We are staying about 25k PPD. Lets stay above that as there are a few teams below and above us about 24k PPD which we want to make sure we pass and stay that way.

Heh we are on 29K PPD at present. Hopefully if we keep that pace up we will easily break into the top 500 before the year is out. :)

However more Folders are always appreciated/encouraged.

I'm wondering whether we might run a news report to see if we can garner a few more people to the cause, because alien as the concept is to me, apparently some people (even regulars) don't ever visit the hardware forums (I guess years of using the New Posts button has conditioned me to these things..) :O
 
Heh we are on 29K PPD at present. Hopefully if we keep that pace up we will easily break into the top 500 before the year is out. :)

However more Folders are always appreciated/encouraged.

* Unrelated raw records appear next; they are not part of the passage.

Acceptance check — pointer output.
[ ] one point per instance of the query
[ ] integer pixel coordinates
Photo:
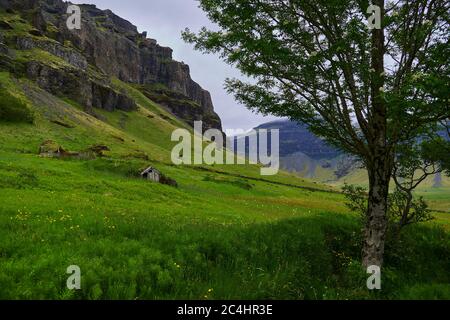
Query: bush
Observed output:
(13, 109)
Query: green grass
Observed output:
(224, 233)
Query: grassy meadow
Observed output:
(224, 233)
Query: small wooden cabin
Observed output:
(151, 174)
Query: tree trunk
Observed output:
(378, 162)
(376, 219)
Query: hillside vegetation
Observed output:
(221, 228)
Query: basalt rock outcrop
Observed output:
(115, 49)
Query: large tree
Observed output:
(364, 90)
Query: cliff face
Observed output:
(116, 48)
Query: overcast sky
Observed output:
(164, 20)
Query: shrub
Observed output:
(13, 109)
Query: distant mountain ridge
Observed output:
(295, 137)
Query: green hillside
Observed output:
(223, 233)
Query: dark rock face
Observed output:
(116, 48)
(76, 85)
(181, 106)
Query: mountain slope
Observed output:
(81, 63)
(223, 232)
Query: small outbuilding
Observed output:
(151, 174)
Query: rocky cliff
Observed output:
(106, 47)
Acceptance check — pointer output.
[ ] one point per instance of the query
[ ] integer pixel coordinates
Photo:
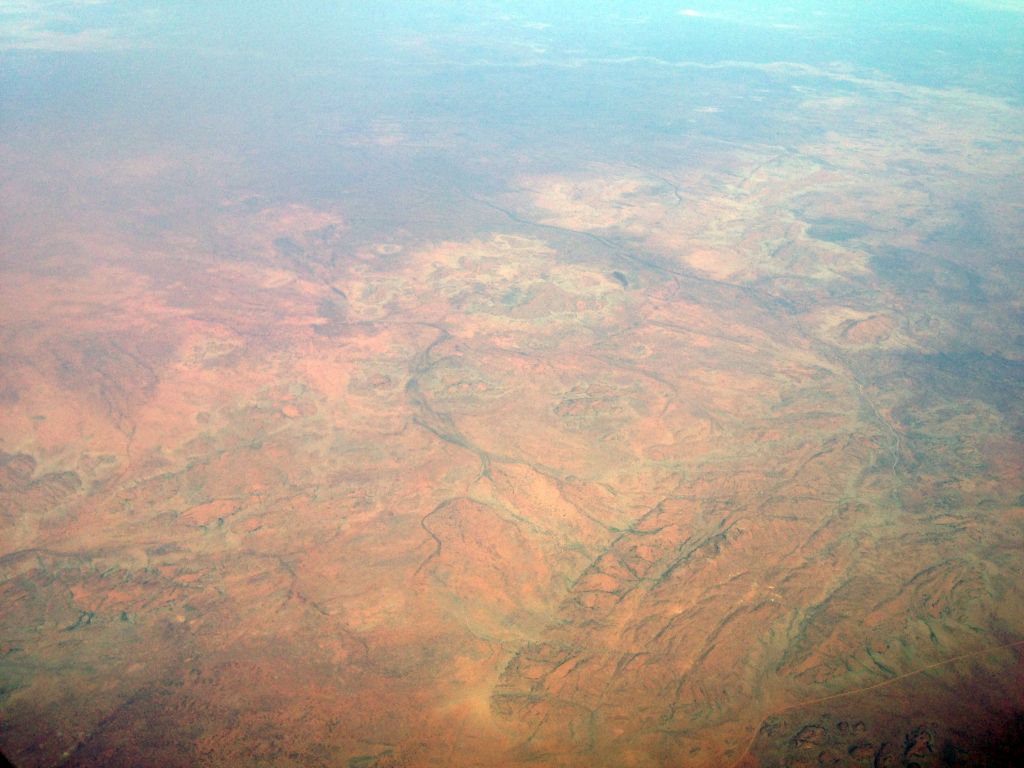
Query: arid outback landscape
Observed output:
(375, 439)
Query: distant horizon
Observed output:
(511, 384)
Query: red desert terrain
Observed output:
(651, 463)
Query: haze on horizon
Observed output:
(506, 384)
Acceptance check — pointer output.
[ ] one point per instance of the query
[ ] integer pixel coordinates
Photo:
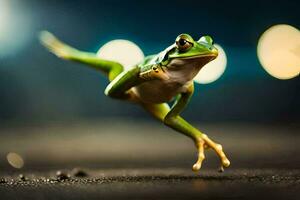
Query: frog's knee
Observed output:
(109, 91)
(170, 120)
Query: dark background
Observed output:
(53, 113)
(37, 86)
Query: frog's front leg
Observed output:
(172, 119)
(120, 87)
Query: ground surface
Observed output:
(147, 161)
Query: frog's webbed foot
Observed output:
(56, 46)
(204, 142)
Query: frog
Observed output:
(162, 83)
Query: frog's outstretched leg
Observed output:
(62, 50)
(172, 119)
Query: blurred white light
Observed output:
(214, 69)
(15, 27)
(123, 51)
(15, 160)
(278, 51)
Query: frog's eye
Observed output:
(183, 44)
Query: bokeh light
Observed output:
(278, 51)
(213, 70)
(15, 160)
(123, 51)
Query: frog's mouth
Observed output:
(199, 59)
(211, 56)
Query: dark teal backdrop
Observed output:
(35, 85)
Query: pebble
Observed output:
(77, 172)
(62, 176)
(22, 177)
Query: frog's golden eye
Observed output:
(183, 44)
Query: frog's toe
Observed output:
(201, 156)
(205, 142)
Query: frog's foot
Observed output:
(56, 46)
(205, 142)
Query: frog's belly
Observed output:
(157, 91)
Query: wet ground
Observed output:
(148, 161)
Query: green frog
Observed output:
(155, 82)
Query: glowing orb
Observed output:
(123, 51)
(214, 69)
(15, 160)
(278, 51)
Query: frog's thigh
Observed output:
(159, 111)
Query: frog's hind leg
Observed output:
(202, 141)
(64, 51)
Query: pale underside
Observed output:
(180, 72)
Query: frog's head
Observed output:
(186, 56)
(186, 47)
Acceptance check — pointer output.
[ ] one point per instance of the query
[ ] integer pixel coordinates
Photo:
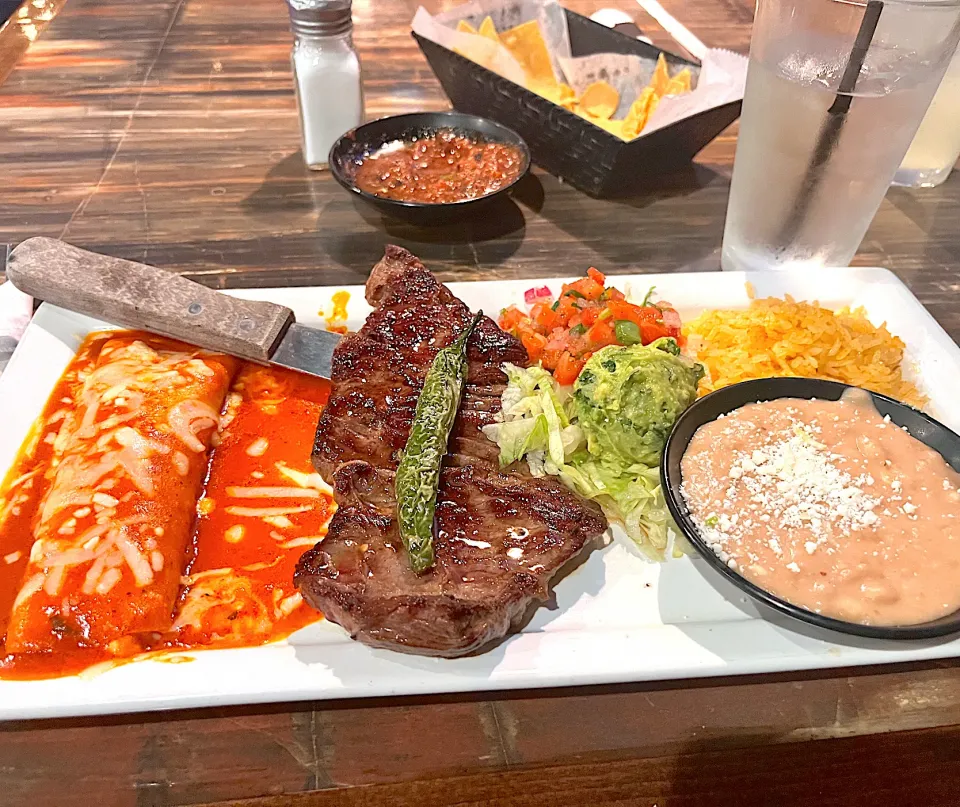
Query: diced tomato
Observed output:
(597, 277)
(651, 331)
(568, 307)
(544, 316)
(563, 335)
(551, 357)
(601, 335)
(534, 343)
(589, 315)
(587, 287)
(568, 368)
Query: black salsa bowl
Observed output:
(924, 428)
(352, 147)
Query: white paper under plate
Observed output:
(617, 618)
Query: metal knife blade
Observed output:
(306, 349)
(139, 296)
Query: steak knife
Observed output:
(139, 296)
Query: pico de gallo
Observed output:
(563, 333)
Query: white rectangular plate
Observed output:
(617, 618)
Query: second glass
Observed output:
(936, 145)
(835, 92)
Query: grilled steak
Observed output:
(500, 535)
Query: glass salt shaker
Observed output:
(326, 75)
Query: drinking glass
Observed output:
(835, 92)
(936, 145)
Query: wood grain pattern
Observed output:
(790, 775)
(164, 131)
(21, 30)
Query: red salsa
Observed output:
(439, 168)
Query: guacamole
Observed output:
(628, 398)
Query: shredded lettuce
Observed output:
(538, 425)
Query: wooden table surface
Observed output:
(165, 131)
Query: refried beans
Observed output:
(830, 507)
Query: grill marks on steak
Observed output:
(500, 535)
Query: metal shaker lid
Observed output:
(320, 17)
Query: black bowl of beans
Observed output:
(429, 167)
(830, 504)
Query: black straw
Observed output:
(830, 130)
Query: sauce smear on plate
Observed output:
(261, 506)
(831, 507)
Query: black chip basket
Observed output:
(563, 143)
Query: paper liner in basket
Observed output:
(719, 80)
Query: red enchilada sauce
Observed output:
(439, 168)
(262, 504)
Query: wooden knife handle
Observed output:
(140, 296)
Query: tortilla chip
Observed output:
(527, 45)
(600, 100)
(640, 112)
(488, 29)
(679, 84)
(615, 127)
(661, 77)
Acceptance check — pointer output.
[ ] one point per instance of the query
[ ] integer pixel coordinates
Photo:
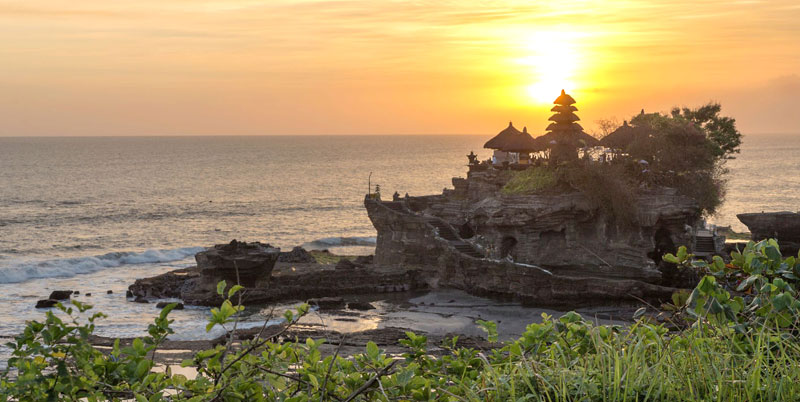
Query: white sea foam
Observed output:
(329, 242)
(13, 271)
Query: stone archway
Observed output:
(507, 246)
(663, 245)
(465, 231)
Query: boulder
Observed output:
(325, 303)
(46, 303)
(298, 255)
(60, 294)
(165, 304)
(783, 226)
(356, 305)
(345, 265)
(245, 263)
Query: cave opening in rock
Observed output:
(507, 246)
(466, 231)
(664, 244)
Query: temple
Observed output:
(555, 246)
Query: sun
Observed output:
(554, 60)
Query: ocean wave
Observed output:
(20, 271)
(328, 242)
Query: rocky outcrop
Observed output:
(556, 248)
(291, 282)
(783, 226)
(46, 303)
(297, 255)
(60, 294)
(409, 240)
(237, 262)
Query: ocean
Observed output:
(94, 214)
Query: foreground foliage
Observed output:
(734, 345)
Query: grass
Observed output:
(326, 257)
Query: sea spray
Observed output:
(15, 270)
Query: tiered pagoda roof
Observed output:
(624, 136)
(499, 141)
(565, 130)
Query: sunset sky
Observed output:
(253, 67)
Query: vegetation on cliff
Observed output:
(736, 339)
(685, 150)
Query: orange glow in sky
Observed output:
(251, 67)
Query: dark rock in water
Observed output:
(179, 306)
(247, 263)
(298, 255)
(783, 226)
(360, 306)
(364, 260)
(47, 303)
(327, 302)
(60, 294)
(345, 265)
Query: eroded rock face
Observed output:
(555, 249)
(297, 255)
(320, 281)
(237, 262)
(784, 226)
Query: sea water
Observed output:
(95, 214)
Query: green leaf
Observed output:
(491, 329)
(670, 258)
(707, 284)
(682, 253)
(313, 380)
(142, 368)
(748, 282)
(138, 346)
(718, 264)
(773, 253)
(372, 350)
(782, 300)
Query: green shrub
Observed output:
(739, 347)
(530, 181)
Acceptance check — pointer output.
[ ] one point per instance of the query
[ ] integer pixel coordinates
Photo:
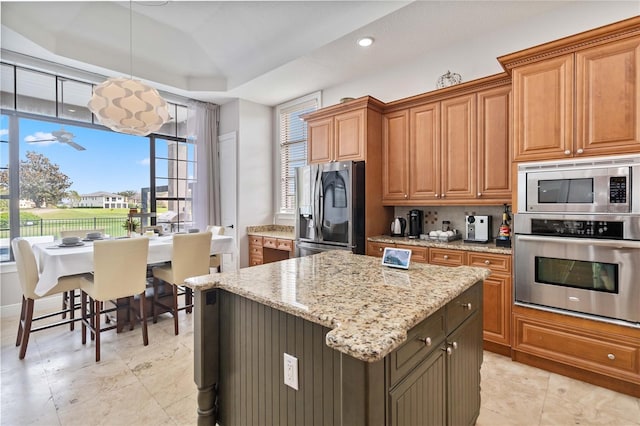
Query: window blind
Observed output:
(293, 150)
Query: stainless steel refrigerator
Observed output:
(330, 207)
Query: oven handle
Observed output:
(619, 244)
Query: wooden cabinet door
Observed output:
(350, 134)
(458, 148)
(463, 372)
(494, 145)
(424, 152)
(543, 109)
(395, 173)
(608, 99)
(407, 402)
(320, 141)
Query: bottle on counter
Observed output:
(504, 234)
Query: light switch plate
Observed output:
(291, 371)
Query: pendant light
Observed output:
(126, 105)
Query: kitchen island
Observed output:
(372, 344)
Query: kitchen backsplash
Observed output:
(434, 215)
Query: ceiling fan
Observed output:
(62, 136)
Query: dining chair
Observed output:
(27, 269)
(215, 260)
(189, 258)
(120, 268)
(70, 295)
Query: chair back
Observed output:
(81, 233)
(27, 267)
(215, 230)
(190, 256)
(120, 267)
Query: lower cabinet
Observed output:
(497, 294)
(268, 249)
(448, 371)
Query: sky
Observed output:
(112, 162)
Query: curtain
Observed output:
(202, 127)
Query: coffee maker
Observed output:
(416, 219)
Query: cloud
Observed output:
(41, 138)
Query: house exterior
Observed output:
(104, 200)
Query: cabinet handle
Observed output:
(425, 340)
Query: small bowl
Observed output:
(70, 240)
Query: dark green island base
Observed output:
(374, 346)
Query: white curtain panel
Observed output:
(202, 126)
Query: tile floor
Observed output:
(59, 383)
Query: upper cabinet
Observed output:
(451, 146)
(342, 132)
(578, 96)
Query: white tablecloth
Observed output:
(55, 262)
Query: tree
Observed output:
(41, 181)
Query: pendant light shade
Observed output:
(129, 106)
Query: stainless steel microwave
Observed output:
(599, 185)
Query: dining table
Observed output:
(56, 260)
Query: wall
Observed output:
(476, 58)
(255, 171)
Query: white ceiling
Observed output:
(264, 51)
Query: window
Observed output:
(292, 144)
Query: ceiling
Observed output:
(263, 51)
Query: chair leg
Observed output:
(155, 300)
(143, 318)
(174, 309)
(83, 309)
(97, 328)
(21, 322)
(72, 309)
(26, 328)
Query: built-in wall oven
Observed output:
(577, 238)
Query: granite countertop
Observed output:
(272, 231)
(369, 307)
(455, 244)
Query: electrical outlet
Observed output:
(291, 371)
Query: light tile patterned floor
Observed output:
(59, 383)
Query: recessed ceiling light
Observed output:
(365, 41)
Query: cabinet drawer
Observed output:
(592, 352)
(447, 257)
(463, 306)
(421, 341)
(255, 240)
(376, 249)
(286, 245)
(269, 242)
(418, 254)
(495, 262)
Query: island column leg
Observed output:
(206, 354)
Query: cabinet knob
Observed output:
(425, 340)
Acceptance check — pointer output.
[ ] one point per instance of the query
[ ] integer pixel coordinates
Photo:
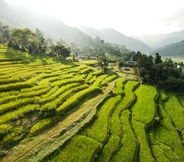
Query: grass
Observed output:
(145, 154)
(176, 112)
(128, 141)
(32, 85)
(144, 109)
(75, 148)
(119, 86)
(100, 128)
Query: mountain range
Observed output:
(21, 17)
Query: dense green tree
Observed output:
(22, 36)
(158, 58)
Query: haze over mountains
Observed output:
(18, 16)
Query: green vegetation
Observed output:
(53, 109)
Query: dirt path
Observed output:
(31, 146)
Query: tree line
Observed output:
(164, 74)
(34, 42)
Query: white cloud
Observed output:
(127, 16)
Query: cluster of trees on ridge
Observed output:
(34, 42)
(164, 74)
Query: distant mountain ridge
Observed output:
(112, 36)
(159, 40)
(174, 49)
(17, 16)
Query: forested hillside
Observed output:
(175, 49)
(57, 110)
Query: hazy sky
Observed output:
(127, 16)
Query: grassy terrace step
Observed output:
(119, 86)
(77, 147)
(165, 141)
(50, 140)
(57, 91)
(108, 79)
(91, 133)
(176, 112)
(144, 109)
(101, 124)
(115, 122)
(129, 144)
(17, 103)
(56, 102)
(143, 113)
(181, 100)
(20, 112)
(145, 152)
(109, 149)
(89, 92)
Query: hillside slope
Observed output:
(52, 108)
(113, 36)
(174, 49)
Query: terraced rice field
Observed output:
(60, 111)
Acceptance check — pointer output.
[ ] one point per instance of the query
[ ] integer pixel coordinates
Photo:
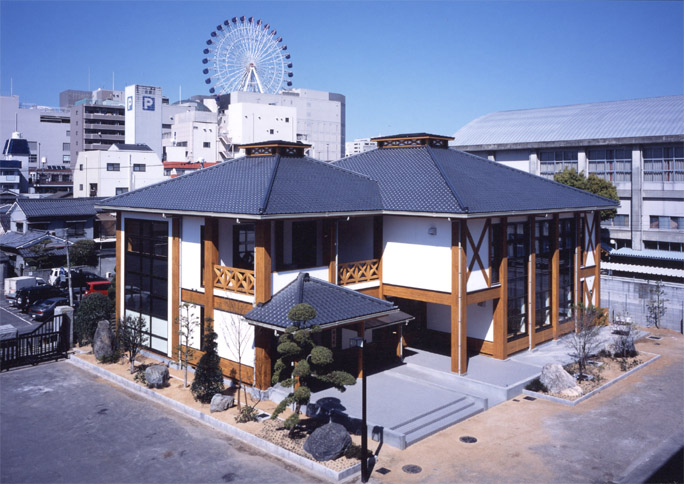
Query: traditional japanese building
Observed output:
(485, 258)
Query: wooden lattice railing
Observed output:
(234, 279)
(361, 271)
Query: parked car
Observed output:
(29, 295)
(45, 310)
(97, 286)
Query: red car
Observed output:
(97, 286)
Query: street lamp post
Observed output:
(359, 343)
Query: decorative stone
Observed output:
(157, 376)
(557, 380)
(328, 442)
(221, 403)
(103, 341)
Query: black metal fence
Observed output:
(49, 341)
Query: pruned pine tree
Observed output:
(301, 363)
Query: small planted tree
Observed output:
(655, 308)
(94, 308)
(132, 337)
(584, 341)
(208, 376)
(301, 363)
(186, 323)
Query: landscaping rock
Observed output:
(157, 376)
(220, 403)
(103, 341)
(328, 442)
(557, 380)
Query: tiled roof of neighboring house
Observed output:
(60, 207)
(438, 180)
(333, 304)
(259, 185)
(635, 118)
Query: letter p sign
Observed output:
(148, 103)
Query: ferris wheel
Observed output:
(246, 55)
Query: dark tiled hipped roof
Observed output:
(437, 180)
(333, 304)
(259, 185)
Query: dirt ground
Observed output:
(510, 434)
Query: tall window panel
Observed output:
(566, 280)
(543, 248)
(518, 239)
(146, 272)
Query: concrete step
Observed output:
(429, 423)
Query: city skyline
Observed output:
(403, 66)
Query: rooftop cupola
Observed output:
(413, 140)
(275, 147)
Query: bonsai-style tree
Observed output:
(592, 184)
(208, 376)
(584, 341)
(301, 363)
(94, 308)
(132, 337)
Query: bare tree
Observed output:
(132, 337)
(237, 338)
(584, 341)
(186, 324)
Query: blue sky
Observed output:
(403, 66)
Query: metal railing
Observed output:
(234, 280)
(360, 271)
(48, 341)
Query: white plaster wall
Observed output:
(439, 317)
(191, 254)
(480, 321)
(230, 329)
(412, 257)
(355, 239)
(281, 279)
(588, 236)
(477, 280)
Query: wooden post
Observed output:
(532, 296)
(210, 259)
(120, 277)
(175, 283)
(263, 338)
(377, 250)
(555, 269)
(501, 314)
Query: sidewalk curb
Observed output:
(572, 403)
(245, 437)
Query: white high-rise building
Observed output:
(144, 116)
(320, 119)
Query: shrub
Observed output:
(93, 309)
(208, 376)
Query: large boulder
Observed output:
(103, 341)
(557, 380)
(328, 442)
(157, 376)
(220, 403)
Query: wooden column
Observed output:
(263, 338)
(120, 277)
(501, 314)
(532, 296)
(175, 283)
(210, 259)
(360, 332)
(597, 259)
(377, 250)
(555, 269)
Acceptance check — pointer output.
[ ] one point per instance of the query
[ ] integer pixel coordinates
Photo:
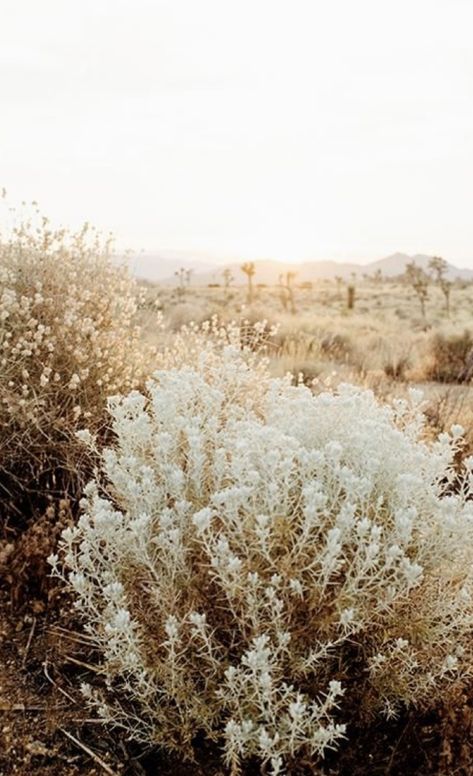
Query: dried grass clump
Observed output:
(67, 340)
(254, 551)
(450, 358)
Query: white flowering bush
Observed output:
(254, 550)
(67, 341)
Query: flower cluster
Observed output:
(67, 340)
(253, 549)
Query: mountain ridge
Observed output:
(161, 267)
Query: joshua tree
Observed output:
(249, 269)
(339, 282)
(181, 276)
(418, 279)
(440, 268)
(287, 291)
(351, 296)
(227, 280)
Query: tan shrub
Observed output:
(450, 358)
(67, 341)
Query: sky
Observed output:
(290, 129)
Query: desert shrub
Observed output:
(254, 550)
(450, 358)
(67, 340)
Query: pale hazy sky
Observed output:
(294, 129)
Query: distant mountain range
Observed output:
(161, 267)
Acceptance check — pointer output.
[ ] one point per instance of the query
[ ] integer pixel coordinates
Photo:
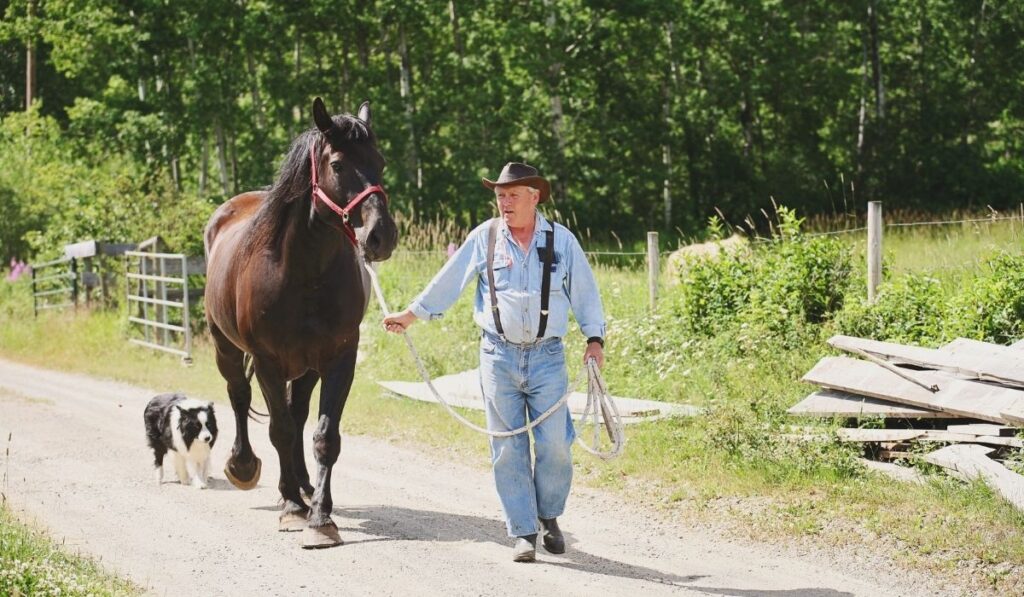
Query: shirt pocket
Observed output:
(503, 273)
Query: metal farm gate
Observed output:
(54, 285)
(158, 301)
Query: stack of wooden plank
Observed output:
(968, 393)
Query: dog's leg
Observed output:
(179, 467)
(196, 473)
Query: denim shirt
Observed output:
(517, 285)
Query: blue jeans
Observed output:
(521, 381)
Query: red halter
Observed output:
(342, 211)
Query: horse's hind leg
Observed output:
(243, 468)
(322, 530)
(298, 402)
(283, 435)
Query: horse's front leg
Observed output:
(298, 402)
(242, 468)
(283, 436)
(322, 531)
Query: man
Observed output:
(522, 360)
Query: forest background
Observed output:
(646, 115)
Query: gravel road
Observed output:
(413, 524)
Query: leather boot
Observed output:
(524, 549)
(553, 540)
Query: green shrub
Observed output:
(776, 290)
(908, 309)
(991, 307)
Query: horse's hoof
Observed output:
(321, 537)
(238, 481)
(292, 521)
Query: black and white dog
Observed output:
(185, 427)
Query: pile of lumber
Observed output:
(967, 396)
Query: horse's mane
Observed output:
(294, 182)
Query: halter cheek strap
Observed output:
(342, 211)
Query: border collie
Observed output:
(185, 427)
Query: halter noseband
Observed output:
(342, 211)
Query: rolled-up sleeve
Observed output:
(445, 287)
(585, 298)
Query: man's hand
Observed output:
(595, 351)
(398, 323)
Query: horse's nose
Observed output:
(380, 242)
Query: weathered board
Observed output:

I'm wondering whether we might run a news report to see if we can garner a few more people to the cause, because alien as the concept is to me, apparently some people (even regulars) don't ever visit the hardware forums (I guess years of using the New Posts button has conditioned me to these things..) :O
Came here via your signature :p

Simple as I am, I've started out by using the client bundled in ATI's catalyst suite. Did I do a bad?
 
The GPU F@H client for ATI cards? That's one of the best ones to install! :)
If you have Vista or Win7 it should not use 100% CPU and you should be free to install yet another F@H client if you want.
Either the regular or SMP (best for quad core or high-clocked dual core CPUs).

Feel free to pause the GPU client when you play games. Usually it goes to idle anyway but sometimes it might get jittery.
 
The GPU F@H client for ATI cards? That's one of the best ones to install! :)
If you have Vista or Win7 it should not use 100% CPU and you should be free to install yet another F@H client if you want.
Either the regular or SMP (best for quad core or high-clocked dual core CPUs).

Feel free to pause the GPU client when you play games. Usually it goes to idle anyway but sometimes it might get jittery.
Reading from the beginning of the thread (which I suppose really is ancient history in computing terms), I just got the impression that I probably should have been running the Multicore CPU version. That and that you guys can almost sound a little too competitive :p

As for adding a second one in there, after having run my PC for several hours straight, my CPU utilisation seems pretty high for some reason. Started off mostly unaffected. I may grab the multicore version to run alongside the GPU one sometime, but the power consumption thing does worry me a little. Haven't had a job for several months now!

Anyway, very close to my first completed task :) (less than an hour left).